Jeff Rients asked on google+
I think I want a firm mechanism for looting a hoard, in terms of how much time and effort it takes to ascertain relative values and quantities of all the treasure. Taken with wandering monster rolls, that would allow the party to choose between hastily grabbing the obvious shinies, rooting through for the best stuff or packing it all up to haul away.
Kirk Stone suggested
I think a work intensive (for you) but fun way to do this would be to have treasure items on seperate cards, especially with illustrations. The players can see all the cards at a glance and then have to decide what to take. Each takes up a certain amount of time to inspect/collect..
I think this has some potential.
Card-Based Looting
San Juan is a card game based on much the same premise as Puerto Rico. Most of the rules are not of interest here, but there is a mechanic that may be useful.
When certain actions are taken, players can take a number of cards, keeping some and discarding the rest. Various in-game improvements (buildings, whether or not the player is the one to have chosen the action) can change the number of cards drawn and/or kept.
This sounds like it could work as a treasure hoard pillaging system.
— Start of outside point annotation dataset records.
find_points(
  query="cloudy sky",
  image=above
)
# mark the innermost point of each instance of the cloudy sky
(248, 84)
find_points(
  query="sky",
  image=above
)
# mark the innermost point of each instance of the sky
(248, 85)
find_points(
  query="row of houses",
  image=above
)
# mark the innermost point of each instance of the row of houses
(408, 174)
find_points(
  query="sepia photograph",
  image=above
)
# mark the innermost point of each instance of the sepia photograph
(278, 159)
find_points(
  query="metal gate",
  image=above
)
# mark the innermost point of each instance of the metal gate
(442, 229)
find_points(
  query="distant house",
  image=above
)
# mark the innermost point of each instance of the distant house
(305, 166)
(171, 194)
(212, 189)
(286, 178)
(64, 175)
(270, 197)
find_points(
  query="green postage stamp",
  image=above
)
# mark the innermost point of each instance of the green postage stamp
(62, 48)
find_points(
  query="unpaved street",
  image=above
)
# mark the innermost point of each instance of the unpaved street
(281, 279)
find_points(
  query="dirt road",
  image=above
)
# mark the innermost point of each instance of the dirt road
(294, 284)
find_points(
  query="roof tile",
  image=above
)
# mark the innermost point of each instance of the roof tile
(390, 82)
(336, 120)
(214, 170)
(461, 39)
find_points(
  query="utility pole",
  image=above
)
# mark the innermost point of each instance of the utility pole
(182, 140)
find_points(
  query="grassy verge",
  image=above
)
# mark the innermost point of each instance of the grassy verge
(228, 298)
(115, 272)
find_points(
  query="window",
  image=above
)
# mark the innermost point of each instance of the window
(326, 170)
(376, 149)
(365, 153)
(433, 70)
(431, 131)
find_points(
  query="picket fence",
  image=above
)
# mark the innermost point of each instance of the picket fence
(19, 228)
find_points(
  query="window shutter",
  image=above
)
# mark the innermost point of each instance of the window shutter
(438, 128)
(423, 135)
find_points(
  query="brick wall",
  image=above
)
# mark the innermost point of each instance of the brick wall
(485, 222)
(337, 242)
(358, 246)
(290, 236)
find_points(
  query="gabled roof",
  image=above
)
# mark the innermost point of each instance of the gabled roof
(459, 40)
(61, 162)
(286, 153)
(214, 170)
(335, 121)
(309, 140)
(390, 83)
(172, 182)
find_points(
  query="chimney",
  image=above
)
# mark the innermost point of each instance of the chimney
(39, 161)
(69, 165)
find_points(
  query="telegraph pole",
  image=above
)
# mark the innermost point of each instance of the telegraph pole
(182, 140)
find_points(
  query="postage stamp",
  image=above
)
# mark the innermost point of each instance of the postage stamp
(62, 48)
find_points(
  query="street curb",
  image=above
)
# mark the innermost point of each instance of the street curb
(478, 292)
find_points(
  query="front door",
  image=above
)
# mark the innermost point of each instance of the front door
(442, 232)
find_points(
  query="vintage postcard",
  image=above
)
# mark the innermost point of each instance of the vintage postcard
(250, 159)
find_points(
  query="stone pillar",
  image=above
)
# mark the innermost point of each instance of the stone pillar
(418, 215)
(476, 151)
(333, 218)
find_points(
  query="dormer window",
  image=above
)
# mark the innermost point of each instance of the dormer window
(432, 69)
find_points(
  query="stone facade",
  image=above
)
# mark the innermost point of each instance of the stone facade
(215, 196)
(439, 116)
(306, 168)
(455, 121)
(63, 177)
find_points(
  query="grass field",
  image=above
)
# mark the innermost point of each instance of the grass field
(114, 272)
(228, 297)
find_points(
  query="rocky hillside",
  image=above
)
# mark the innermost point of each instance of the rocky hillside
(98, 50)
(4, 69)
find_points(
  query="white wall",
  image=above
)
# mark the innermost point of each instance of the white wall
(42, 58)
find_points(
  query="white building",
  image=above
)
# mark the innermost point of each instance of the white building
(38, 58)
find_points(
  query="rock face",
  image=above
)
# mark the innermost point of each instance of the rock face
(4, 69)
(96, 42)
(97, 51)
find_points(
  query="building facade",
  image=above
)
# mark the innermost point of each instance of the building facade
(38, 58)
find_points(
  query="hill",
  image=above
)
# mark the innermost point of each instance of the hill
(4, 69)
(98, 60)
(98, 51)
The hoard is represented by a number of cards, each containing lots of similar treasure (no way would it be reasonable to have a card for each coin… but one for each sack of coins could be reasonable). Major items may have their own cards as well.
Each turn spent pillaging allows a player to draw a number of cards from the hoard (modified by class, ability scores, skills, level, feats, and so on). Each player has only limited space in his backpack, though (again based on class, ability score, skills, level, feats, etc.). Any cards held at the end of the turn that are not in the backpack must be set aside to be reshuffled into the hoard. Each turn is a turn in game time, so in an OSR game might include a random encounter check.
This gives a snatch-and-run option (one turn) and careful searching (repeat until satisfied that a better load won’t be gathered), and so on.
I imagine it would be possible to pool backpacks, but this will take two or three times as long (two or three game turns per turn). However, when the thief finds a big shiny sword he can ask the fighter if he wants it. The ‘backpack’ is filled by the group, rather than a single player, so there is a better chance of getting a party-wide good result.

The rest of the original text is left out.